Road crews trying to keep pace
Severe winter weather has forced state and local road maintenance crews to use more road salt than anticipated so far this winter season.
Typically, the Ohio Department of Transportation District 11 uses between 48,000 and 52,000 tons of road salt during the winter season, but the district has already used about 47,000 tons of salt with a month left of winter driving, according to Becky Giauque, public information officer.
“We are further into our stockpiles than we would have expected at this point in the year,” she said.”Our record usage was 55,000 tons.”
District 11 covers a seven-county region in Eastern Ohio, including Belmont, Carroll, Columbiana, Harrison, Holmes, Jefferson and Tuscarawas counties. District 11 crews are responsible for 3,300 lane-miles of roads and more than 1,000 bridges utilizing 125 trucks and more than 200 drivers. After a road is first plowed, de-icing chemicals are usually applied in a windrow 2 to 4 feet wide down the middle of a two-lane road.
“We are in no danger of running out of salt,” Giauque said. “All seven of our counties have ordered additional salt.”
Giauque explained that plain road salt is effectively useless in the subzero temperatures that are expected in our region for the next two days. The ODOT chart for pounds of ice melted per pound of salt at different pavement temperatures shows that at 30 degrees, one pound of salt melts 46.3 pounds of ice. As the temperature drops so does the effectiveness of salt.
“The surface temperature of a snow- or ice-covered road determines de- icing chemical amounts and melting rates,” Giauque explained. “As temperatures go down, the amount of de-icer needed to melt a given quantity of ice increases significantly. Salt can melt five times as much ice at 30 degrees as at 20 degrees. The effectiveness of de-icing can change with small differences in pavement temperatures.
In addition, she stated that ODOT uses calibrated salt spreading machines that control the amount of salt distributed according to the snow and ice conditions on the roadways. Additionally, ODOT plow trucks have infrared temperature sensors which allow operators to see the exact surface temperature of the roadways, so they apply the right material.
Using one pound of salt at 25 degrees, the effectiveness drops to 14.4 pounds of ice; at 20 degrees, it’s 8.6 pounds of ice; at 15 degrees, 6.3 pounds of ice; at 10 degrees, 4.9 pounds of ice; at 5 degrees, 4.1 pounds of ice; and at zero, the amount of ice drops to 3.7 pounds The time that salt takes to melt one-eighth inch of glare ice increases from 10 minutes at 30 degrees to nearly an hour at 20 degrees colder.
According to ODOT policy, once the temperature drops below 15 degrees, crews will start to utilize calcium chloride or other additives to melt snow and ice. In extreme cold conditions, ODOT combines rock salt with liquid calcium chloride to better melt ice.
This salt additive is effective on roadways with pavement temperatures up to minus 25.

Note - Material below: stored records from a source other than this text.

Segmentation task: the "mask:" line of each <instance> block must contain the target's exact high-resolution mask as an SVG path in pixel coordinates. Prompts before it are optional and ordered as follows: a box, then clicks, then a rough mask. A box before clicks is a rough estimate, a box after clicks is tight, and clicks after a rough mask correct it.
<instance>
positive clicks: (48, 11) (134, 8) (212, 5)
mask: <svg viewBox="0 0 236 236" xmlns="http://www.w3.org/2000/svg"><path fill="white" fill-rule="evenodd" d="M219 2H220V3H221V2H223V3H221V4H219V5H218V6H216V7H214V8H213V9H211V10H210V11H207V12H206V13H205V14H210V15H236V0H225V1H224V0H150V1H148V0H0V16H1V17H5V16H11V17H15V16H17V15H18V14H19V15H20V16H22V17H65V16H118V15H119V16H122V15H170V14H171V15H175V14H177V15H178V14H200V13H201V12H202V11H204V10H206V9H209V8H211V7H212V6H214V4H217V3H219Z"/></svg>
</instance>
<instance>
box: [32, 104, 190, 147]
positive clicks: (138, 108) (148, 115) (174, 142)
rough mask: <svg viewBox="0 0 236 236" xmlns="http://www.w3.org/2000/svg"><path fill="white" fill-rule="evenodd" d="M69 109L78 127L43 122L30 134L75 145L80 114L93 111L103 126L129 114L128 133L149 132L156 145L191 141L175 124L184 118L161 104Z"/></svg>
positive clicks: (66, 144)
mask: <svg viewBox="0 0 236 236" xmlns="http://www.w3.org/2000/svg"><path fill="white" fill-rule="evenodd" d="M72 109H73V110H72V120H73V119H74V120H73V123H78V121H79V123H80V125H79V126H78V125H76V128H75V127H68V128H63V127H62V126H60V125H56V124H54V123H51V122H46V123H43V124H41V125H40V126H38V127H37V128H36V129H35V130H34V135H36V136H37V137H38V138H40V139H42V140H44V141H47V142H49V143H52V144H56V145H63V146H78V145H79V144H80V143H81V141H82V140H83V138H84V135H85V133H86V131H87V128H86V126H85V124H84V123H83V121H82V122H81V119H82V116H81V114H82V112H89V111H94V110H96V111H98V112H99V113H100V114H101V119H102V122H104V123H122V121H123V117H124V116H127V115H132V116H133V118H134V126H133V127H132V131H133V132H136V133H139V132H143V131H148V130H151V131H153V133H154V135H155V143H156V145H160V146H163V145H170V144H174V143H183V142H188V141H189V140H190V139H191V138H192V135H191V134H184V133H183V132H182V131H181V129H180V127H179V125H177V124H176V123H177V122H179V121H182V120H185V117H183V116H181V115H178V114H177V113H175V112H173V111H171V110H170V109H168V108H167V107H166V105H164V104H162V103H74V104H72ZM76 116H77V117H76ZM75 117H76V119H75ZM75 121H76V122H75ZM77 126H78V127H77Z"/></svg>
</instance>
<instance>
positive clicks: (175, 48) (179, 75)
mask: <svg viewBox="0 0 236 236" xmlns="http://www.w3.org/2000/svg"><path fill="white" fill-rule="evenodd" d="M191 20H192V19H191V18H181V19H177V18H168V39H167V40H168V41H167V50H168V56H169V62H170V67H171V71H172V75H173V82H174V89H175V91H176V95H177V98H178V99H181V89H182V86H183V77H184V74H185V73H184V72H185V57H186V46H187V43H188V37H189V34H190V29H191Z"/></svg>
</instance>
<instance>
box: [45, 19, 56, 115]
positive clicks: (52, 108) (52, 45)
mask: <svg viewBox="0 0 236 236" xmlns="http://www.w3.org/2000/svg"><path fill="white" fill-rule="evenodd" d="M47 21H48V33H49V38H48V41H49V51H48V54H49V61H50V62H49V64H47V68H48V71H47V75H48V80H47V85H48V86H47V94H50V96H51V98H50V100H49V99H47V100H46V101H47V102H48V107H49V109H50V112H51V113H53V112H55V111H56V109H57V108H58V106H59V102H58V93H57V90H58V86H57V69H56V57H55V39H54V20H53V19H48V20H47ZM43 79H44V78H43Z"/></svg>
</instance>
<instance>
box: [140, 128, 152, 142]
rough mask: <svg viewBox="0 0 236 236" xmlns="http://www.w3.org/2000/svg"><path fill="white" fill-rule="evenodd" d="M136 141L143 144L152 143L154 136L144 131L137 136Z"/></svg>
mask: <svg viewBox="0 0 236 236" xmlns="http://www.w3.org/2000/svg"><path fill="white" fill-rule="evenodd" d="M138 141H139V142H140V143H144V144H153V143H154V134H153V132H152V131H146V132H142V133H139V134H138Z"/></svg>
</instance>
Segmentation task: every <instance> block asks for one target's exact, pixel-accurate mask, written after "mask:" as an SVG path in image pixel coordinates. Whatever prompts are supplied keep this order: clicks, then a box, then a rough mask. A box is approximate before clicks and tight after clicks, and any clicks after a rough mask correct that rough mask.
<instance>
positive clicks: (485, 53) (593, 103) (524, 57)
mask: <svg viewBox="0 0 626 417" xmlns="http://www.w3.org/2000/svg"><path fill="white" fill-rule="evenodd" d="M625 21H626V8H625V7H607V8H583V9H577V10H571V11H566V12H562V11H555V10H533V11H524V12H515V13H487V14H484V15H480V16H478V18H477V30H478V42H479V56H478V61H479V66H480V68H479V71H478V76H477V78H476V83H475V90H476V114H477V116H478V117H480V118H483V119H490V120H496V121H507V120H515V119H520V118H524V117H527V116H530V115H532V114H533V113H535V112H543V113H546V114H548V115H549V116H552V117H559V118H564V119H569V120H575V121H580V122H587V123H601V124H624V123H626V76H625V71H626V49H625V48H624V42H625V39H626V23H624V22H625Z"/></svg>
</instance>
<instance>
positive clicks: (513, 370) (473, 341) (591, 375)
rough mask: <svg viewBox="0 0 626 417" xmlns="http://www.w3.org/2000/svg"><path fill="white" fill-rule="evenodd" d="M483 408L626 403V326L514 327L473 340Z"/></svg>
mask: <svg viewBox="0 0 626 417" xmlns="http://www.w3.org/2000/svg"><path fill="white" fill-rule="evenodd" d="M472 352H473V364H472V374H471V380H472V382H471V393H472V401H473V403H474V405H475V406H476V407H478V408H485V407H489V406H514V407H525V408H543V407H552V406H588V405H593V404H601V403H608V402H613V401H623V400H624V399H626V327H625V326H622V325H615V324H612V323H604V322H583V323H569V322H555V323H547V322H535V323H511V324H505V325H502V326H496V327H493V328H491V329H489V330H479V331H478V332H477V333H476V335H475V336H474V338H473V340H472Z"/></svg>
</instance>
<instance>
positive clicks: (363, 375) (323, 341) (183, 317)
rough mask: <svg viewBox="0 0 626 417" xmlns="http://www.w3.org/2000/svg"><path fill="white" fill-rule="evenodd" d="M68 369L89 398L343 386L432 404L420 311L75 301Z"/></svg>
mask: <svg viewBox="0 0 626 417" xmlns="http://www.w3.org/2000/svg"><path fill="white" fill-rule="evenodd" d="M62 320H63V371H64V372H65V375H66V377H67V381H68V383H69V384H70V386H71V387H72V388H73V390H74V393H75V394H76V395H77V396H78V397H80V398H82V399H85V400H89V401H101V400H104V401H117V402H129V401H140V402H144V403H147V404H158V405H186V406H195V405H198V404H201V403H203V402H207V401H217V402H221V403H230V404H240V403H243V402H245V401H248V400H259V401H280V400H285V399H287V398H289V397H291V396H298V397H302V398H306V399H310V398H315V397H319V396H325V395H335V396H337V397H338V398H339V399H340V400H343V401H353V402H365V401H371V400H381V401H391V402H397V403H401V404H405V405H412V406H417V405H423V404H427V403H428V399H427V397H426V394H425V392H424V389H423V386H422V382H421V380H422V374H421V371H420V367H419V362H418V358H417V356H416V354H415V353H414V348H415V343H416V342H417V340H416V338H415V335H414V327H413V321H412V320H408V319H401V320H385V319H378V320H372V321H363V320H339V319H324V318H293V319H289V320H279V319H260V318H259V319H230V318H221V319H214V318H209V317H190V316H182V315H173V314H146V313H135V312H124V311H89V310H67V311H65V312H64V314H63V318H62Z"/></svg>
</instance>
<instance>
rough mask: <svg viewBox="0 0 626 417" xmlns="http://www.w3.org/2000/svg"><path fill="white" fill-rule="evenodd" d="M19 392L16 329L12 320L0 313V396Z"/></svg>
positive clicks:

The state is also using a sugar beet juice product called Geo Melt blended with salt brine in Tuscarawas and Carroll counties. The blend has been poured out of tankers in preparation for sub-zero temperatures, coating bridge decks and overpasses in the district since 2007.
The de-icing product marketed as Beet 55 is a natural organic product made from sugar beet molasses blended with calcium chloride.
The manufacturer reportss the mixture reduces corrosion levels by 70 percent, improves longevity of calcium by one to two days and will melt more snow and ice than straight calcium by 10 to 20 percent.
Officials indicate the juice reduces the total chloride load to the environment by 43 percent and does not stains the road or attracts animals.
Giauque explained that this past weekend’s snow is not the main culprit for the above average salt usage,
“The little events, the 1 to 2 inches of snow spaced 12 or so hours apart are real salt burners.”
Throughout severe winter events, ODOT crews constantly monitor pavement conditions with road sensors scattered throughout the state and treat areas that are re-freezing.
“We’re continually monitoring the road conditions and we’ll have crews out as conditions warrant,” Giauque said.
Even though most Eastern Ohio roads were safe and passable this morning, ODOT is urging drivers to remember, ‘in ice and snow, take it slow,'” Giauque said.
With a winter weather advisory and wind chill warning in effect for much of the state through Wednesday, it’s important for motorists to understand how quickly wet roads can freeze, creating d0angerous patches of ice. A winter weather advisory means that snow and a flash freeze of wet roads are possible and can cause travel difficulties.
Current air temperature, surface status and temperature, and visibility among other things are easy to view by visiting ODOT’s Web site for traffic and road condition information www.ohgo.com and selecting the road sensors icon located on the menu at the right side of the page.